In my case, this is exactly what happened.
He gained the trust of my family. He gained the trust of the adults in my life, who were supposed to protect me.
This is what they do.
They’re sick. They manipulate. They weave their way into the lives and families of their victims.
And one of the most frightening realities is, he was so… normal.
He had teenagers of his own. A good job. He was… a very typical, extroverted, social, and “kind hearted” man.
But in reality… He wasn’t “normal”.
A normal man does not view a 13–16 year old sexually. A normal man does not put his hands on a 13–16 year old sexually. A normal man does not comment on the body of a 13–16 year old sexually. A normal man does not wait for a moment alone with a 13–16 year old, to touch her inappropriately.
I cry for my younger self.
Hell, I cry for my current self.
The effects of being sexually abused are everlasting.
I struggle with trust. I am angry. I see the worst in people.
When I hear grown men make any sort of sexual remark or comment, especially when directed at younger women, I die inside. I feel sick.
In the forefront of my mind, I often think… “Can I trust this man?”
And the answer is often, no.
I know there are good men out there. But there are also… sick, perverted, evil men (and women) lurking this earth too. NOTE: Please don’t come at me about this article placing emphasis on only men. I am well aware that women can be sexual abusers too. I am speaking from experience, and my abuser was a man.
Never Ending Suffering
God. I wish I could give my younger self a hug.
I wish I could tell her, that it was going to end. And that she wouldn’t have to endure the torment any longer.
She wouldn’t have to live in fear. She wouldn’t have to avoid returning home. She wouldn’t have to spend an extra hour at school… or walk the long route home, in order to avoid being alone with him. She wouldn’t have to live every single second of her life, with her guard up.
Mentally, I am still suffering. But I take solace in knowing that everything I went through, is now in the past.
WARNING SIGNS
This is a message to parents.
You are obviously not to blame.
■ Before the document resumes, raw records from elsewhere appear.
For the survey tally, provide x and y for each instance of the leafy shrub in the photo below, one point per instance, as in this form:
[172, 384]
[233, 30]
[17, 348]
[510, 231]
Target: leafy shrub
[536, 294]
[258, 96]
However, it is important to be familiar with what behaviours your child may display.
In my case? I displayed avoidance behaviours.
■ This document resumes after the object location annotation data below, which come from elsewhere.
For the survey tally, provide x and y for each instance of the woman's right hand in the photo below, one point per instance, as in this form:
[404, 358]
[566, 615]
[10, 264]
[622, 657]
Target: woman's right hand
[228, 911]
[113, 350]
Below are common signs that you must be aware of. This was taken directly from this source.
Common Signs From Younger Children:
- An older child behaving like a younger child (such as bed-wetting or thumb sucking)
- Has new words for private body parts
- Resists removing clothes when appropriate times (bath, bed, toileting, diapering)
- Asks other children to behave sexually or play sexual games
- Mimics adult-like sexual behaviors with toys or stuffed animal
- Wetting and soiling accidents unrelated to toilet training
Common Signs From Teenagers:
- Self-injury (cutting, burning)
- Inadequate personal hygiene
- Drug and alcohol abuse
- Sexual promiscuity
- Running away from home
- Depression, anxiety
- Suicide attempts
- Fear of intimacy or closeness
- Compulsive eating or dieting
I am going to cease this article here. Typing all of this is causing me to revisit memories I really do not wish to revisit in depth again.
I would like to conclude… If you are suffering or have suffered from a similar experience, my heart goes out to you.
I hope you are healing. I hope you are seeking support (I should really take my own advice).
And I hope you know, it is not your fault.